Article 7
Conformément à l'article 14 de l'accord national interprofessionnel (ANI) du 11 janvier 2008, modifié par l'avenant n° 3 du 18 mai 2009, les garanties du régime de prévoyance sont maintenues en faveur des anciens salariés ayant vu leur contrat de travail interrompu, et ce dans les conditions définies ci-après.
Les anciens salariés (licenciements à titre individuel ou pour motif économique, rupture conventionnelle, fin de contrat à durée déterminée, démission pour motif légitime, rupture de contrat d'apprentissage ou de professionnalisation), à l'exception de ceux ayant commis une faute lourde, peuvent bénéficier du maintien des garanties du contrat souscrit par leur ancien employeur et appliqué dans l'entreprise, sous réserve que la rupture ou la fin effective de leur contrat de travail (terme du délai de préavis) ouvre droit à indemnisation par le régime chômage et que les droits à prestations du régime de prévoyance aient été ouverts chez leur dernier employeur.

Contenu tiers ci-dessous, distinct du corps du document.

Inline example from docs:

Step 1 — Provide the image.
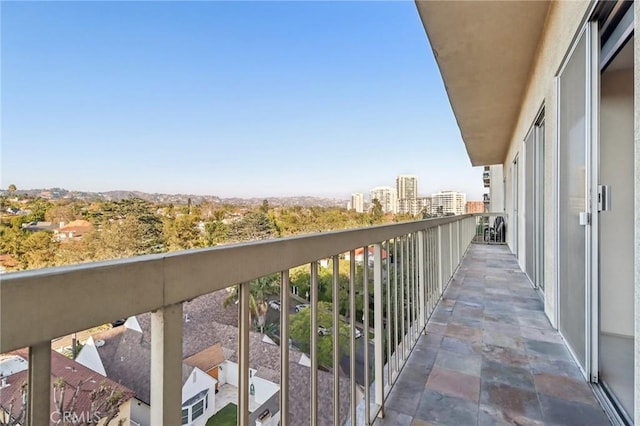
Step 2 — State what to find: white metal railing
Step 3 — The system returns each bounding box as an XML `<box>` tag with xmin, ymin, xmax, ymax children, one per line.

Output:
<box><xmin>0</xmin><ymin>215</ymin><xmax>477</xmax><ymax>425</ymax></box>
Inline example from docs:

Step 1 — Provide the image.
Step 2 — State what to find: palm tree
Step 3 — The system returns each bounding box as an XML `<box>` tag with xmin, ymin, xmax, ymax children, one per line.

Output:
<box><xmin>222</xmin><ymin>274</ymin><xmax>280</xmax><ymax>333</ymax></box>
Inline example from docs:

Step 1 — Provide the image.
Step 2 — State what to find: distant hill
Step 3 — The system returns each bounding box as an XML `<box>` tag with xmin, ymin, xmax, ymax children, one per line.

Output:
<box><xmin>0</xmin><ymin>188</ymin><xmax>347</xmax><ymax>207</ymax></box>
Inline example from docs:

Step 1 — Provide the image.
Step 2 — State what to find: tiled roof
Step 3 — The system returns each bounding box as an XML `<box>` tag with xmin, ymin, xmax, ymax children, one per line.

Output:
<box><xmin>184</xmin><ymin>343</ymin><xmax>225</xmax><ymax>371</ymax></box>
<box><xmin>89</xmin><ymin>290</ymin><xmax>350</xmax><ymax>425</ymax></box>
<box><xmin>0</xmin><ymin>349</ymin><xmax>133</xmax><ymax>422</ymax></box>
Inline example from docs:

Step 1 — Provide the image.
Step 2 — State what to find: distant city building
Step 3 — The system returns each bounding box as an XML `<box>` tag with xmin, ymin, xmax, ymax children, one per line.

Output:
<box><xmin>465</xmin><ymin>201</ymin><xmax>484</xmax><ymax>213</ymax></box>
<box><xmin>431</xmin><ymin>191</ymin><xmax>467</xmax><ymax>215</ymax></box>
<box><xmin>396</xmin><ymin>175</ymin><xmax>418</xmax><ymax>200</ymax></box>
<box><xmin>396</xmin><ymin>175</ymin><xmax>420</xmax><ymax>215</ymax></box>
<box><xmin>415</xmin><ymin>197</ymin><xmax>433</xmax><ymax>215</ymax></box>
<box><xmin>370</xmin><ymin>186</ymin><xmax>398</xmax><ymax>213</ymax></box>
<box><xmin>348</xmin><ymin>192</ymin><xmax>364</xmax><ymax>213</ymax></box>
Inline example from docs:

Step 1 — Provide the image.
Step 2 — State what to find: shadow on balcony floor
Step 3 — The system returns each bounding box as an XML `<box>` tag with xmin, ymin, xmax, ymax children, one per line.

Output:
<box><xmin>376</xmin><ymin>244</ymin><xmax>610</xmax><ymax>426</ymax></box>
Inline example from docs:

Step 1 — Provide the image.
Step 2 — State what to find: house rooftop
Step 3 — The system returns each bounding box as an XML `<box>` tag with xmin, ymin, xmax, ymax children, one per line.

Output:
<box><xmin>0</xmin><ymin>349</ymin><xmax>133</xmax><ymax>417</ymax></box>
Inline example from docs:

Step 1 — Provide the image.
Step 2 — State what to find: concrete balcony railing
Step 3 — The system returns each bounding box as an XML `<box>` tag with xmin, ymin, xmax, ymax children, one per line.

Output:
<box><xmin>0</xmin><ymin>215</ymin><xmax>478</xmax><ymax>425</ymax></box>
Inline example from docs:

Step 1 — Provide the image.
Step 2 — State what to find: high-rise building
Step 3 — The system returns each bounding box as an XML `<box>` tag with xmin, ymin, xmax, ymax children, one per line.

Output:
<box><xmin>465</xmin><ymin>201</ymin><xmax>484</xmax><ymax>213</ymax></box>
<box><xmin>396</xmin><ymin>175</ymin><xmax>418</xmax><ymax>200</ymax></box>
<box><xmin>396</xmin><ymin>175</ymin><xmax>420</xmax><ymax>215</ymax></box>
<box><xmin>431</xmin><ymin>191</ymin><xmax>467</xmax><ymax>216</ymax></box>
<box><xmin>349</xmin><ymin>192</ymin><xmax>364</xmax><ymax>213</ymax></box>
<box><xmin>370</xmin><ymin>186</ymin><xmax>398</xmax><ymax>213</ymax></box>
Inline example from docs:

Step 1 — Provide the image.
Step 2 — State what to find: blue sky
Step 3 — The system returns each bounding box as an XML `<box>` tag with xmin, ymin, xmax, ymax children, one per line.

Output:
<box><xmin>0</xmin><ymin>1</ymin><xmax>483</xmax><ymax>199</ymax></box>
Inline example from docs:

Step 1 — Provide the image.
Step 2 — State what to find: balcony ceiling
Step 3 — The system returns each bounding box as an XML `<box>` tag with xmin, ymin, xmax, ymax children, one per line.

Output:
<box><xmin>416</xmin><ymin>1</ymin><xmax>549</xmax><ymax>166</ymax></box>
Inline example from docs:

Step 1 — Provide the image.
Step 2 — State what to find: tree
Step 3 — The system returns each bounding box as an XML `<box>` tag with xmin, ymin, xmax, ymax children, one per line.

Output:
<box><xmin>290</xmin><ymin>302</ymin><xmax>349</xmax><ymax>366</ymax></box>
<box><xmin>18</xmin><ymin>231</ymin><xmax>59</xmax><ymax>269</ymax></box>
<box><xmin>229</xmin><ymin>212</ymin><xmax>276</xmax><ymax>241</ymax></box>
<box><xmin>222</xmin><ymin>274</ymin><xmax>280</xmax><ymax>333</ymax></box>
<box><xmin>204</xmin><ymin>220</ymin><xmax>229</xmax><ymax>247</ymax></box>
<box><xmin>164</xmin><ymin>215</ymin><xmax>204</xmax><ymax>250</ymax></box>
<box><xmin>91</xmin><ymin>198</ymin><xmax>166</xmax><ymax>259</ymax></box>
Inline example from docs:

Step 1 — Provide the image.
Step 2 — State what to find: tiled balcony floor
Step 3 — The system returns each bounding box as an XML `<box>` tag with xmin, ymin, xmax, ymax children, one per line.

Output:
<box><xmin>376</xmin><ymin>244</ymin><xmax>610</xmax><ymax>426</ymax></box>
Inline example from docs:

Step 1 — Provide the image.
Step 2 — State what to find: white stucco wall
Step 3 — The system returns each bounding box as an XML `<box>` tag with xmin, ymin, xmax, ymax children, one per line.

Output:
<box><xmin>503</xmin><ymin>1</ymin><xmax>591</xmax><ymax>326</ymax></box>
<box><xmin>251</xmin><ymin>377</ymin><xmax>280</xmax><ymax>404</ymax></box>
<box><xmin>633</xmin><ymin>1</ymin><xmax>640</xmax><ymax>419</ymax></box>
<box><xmin>182</xmin><ymin>368</ymin><xmax>218</xmax><ymax>426</ymax></box>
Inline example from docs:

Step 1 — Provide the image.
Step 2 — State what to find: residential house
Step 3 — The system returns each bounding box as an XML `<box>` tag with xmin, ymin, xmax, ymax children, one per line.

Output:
<box><xmin>0</xmin><ymin>349</ymin><xmax>134</xmax><ymax>425</ymax></box>
<box><xmin>77</xmin><ymin>290</ymin><xmax>350</xmax><ymax>425</ymax></box>
<box><xmin>54</xmin><ymin>219</ymin><xmax>93</xmax><ymax>241</ymax></box>
<box><xmin>344</xmin><ymin>247</ymin><xmax>387</xmax><ymax>266</ymax></box>
<box><xmin>22</xmin><ymin>222</ymin><xmax>59</xmax><ymax>232</ymax></box>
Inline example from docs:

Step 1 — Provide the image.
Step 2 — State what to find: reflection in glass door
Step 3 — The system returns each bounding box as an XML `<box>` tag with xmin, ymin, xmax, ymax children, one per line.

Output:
<box><xmin>598</xmin><ymin>32</ymin><xmax>634</xmax><ymax>415</ymax></box>
<box><xmin>557</xmin><ymin>28</ymin><xmax>589</xmax><ymax>369</ymax></box>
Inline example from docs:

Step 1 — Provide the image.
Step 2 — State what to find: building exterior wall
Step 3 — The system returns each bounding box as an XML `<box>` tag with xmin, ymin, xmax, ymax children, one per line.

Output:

Les anciens salariés conserveront le bénéfice des garanties prévoyance appliquées dans leur ancienne entreprise pendant leur période de chômage indemnisée par l'assurance chômage pour des durées égales à la durée de leur dernier contrat de travail, appréciée en mois entiers, dans la limite de 9 mois de couverture, à compter de la date de cessation du contrat de travail. Le bénéfice du maintien de ces garanties est subordonné à la condition que les droits au régime de prévoyance aient été ouverts chez le dernier employeur.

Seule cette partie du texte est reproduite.